Sei tu che ho tradito
Nel buio dei tuoi occhi spenti ho cercato un lume di speranza. Eri così seduta in te stessa che non credevo ti saresti più alzata per andare via.
Dove non ti importava e non sapevi nemmeno come aprire la porta senza vedere, o se fosse stato meglio dalla finestra per cadere ancora più in basso di quanto ritenessi possibile.
Le pareti della stanza ti stavano addosso braccando ogni tuo movimento, solo ora ho scoperto che erano fatte di malsana aria e paranoia.

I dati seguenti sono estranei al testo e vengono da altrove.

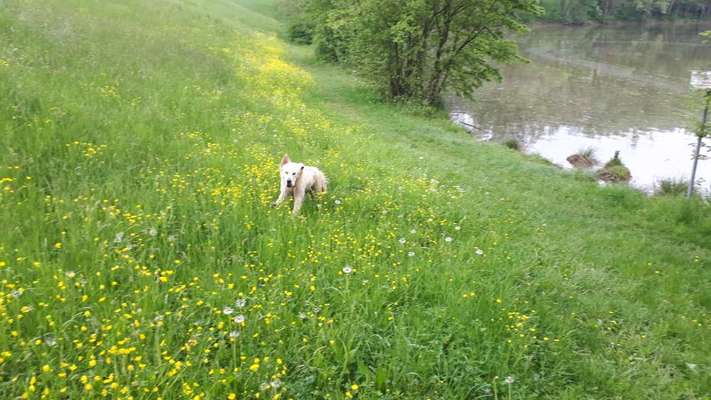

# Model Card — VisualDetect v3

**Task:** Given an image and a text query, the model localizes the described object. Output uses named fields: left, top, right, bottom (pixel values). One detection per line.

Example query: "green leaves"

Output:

Il cibo senza gusto proveniva da
scatoloni da cui mangiavi controvoglia pezzi di polistirolo; erano l’imballo del mio ingombrante bagaglio.
Era difficile percorrere il corridoio per raggiungere la tua stanza e per questo spesso non venivo.
Eri isolata dal terreno, distaccata dalla realtà, e la porta chiudeva, mai apriva, la luce spegneva, non illuminava, e il silenzio assordava lasciando senza parole i discorsi vuoti scritti con il pennarello sulle altre pareti, quelle fatte di carta, fatte dello stesso materiale delle nostre maschere, dipinte a mano ma distrattamente, non seguendo i contorni e imbrattando troppo del nostro nome.
Eppure sapevo ritrovarti in un respiro quando fuori gli altri mi calpestavano, la tua mano delicata mi sfiorava nel mio profondo autentico per difenderlo dalle fredde tenebre che tutto avvolgono se non sai riscaldare con un sorriso, un gesto, con un piccolo passo.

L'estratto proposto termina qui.